A exposição, segundo Mammì, se concentra no momento da “virada” mais importante na arte e na fortuna crítica de Iberê Camargo. “Não apenas as características internas de sua obra mudaram sensivelmente, como mudou também sua recepção pública. O artista já gozava de muito prestígio. Sua carreira, no entanto, correra até então à margem dos debates estéticos mais candentes. Nos anos de 1980, ao contrário, Iberê se tornou uma figura central, tanto na atenção dos críticos como na apreciação dos jovens artistas que protagonizaram a assim chamada ‘volta à pintura’ e que reconheceram nele uma referência obrigatória”, diz o curador.
Iberê Camargo: as horas [o tempo como motivo] organiza de forma sistêmica uma parte significativa dessa influência, começando pela tela chamada sugestivamente de “Pintura” (1979), que marca, na visão do curador, uma passagem crucial: o aparecimento, ainda que preliminarmente de forma esquemática da figura humana, tema a que Iberê dedicara apenas algumas telas do início de sua carreira, nos anos de 1940. Mammì destaca que essa presença iria marcar sensivelmente toda a produção de Iberê até sua morte, em 1994. “A presença de fragmentos de figura humana altera fundamentalmente a relação matéria/gesto que caracterizara a pintura de Iberê das décadas anteriores. Antigamente, ela se dava inteiramente no ato de pintar. Agora, encontra seu duplo na relação, dentro do quadro, entre personagens e objetos. A autenticidade do gesto permanece a mesma, e a espessura da matéria, constantemente escavada e recoberta, está aí para testemunhá-la: não se trata de uma mise-en-scène. Mais se assemelha àqueles estados alterados de consciência em que o indivíduo vê a si mesmo à distância, como se se tratasse de um estranho”, explica Mammì.

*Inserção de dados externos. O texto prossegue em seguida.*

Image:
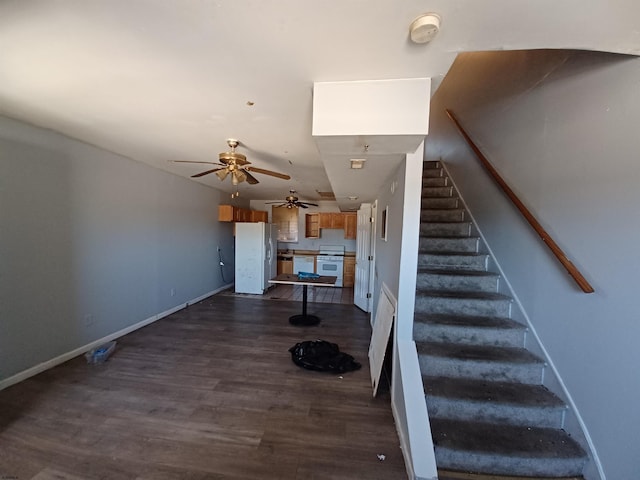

Outros exemplos dessa relação entre personagens e objetos são destacados na mostra, principalmente na série Hora (1983/1984) – da qual sete das dez telas que compõem a sequência fazem parte da exposição. Também estarão expostas pinturas e desenhos basilares da trajetória de Iberê, como Carretéis com Figura (1984), O Relógio (1988) e Fantasmagoria (1983).
Homenagens e comemoração do centenário
Em maio, o Centro Cultural Banco do Brasil (CCBB) inaugura uma exposição em homenagem ao centenário de Iberê Camargo produzida em conjunto com a Fundação Iberê Camargo. A mostra ocupará todos os andares do espaço cultural, localizado em São Paulo.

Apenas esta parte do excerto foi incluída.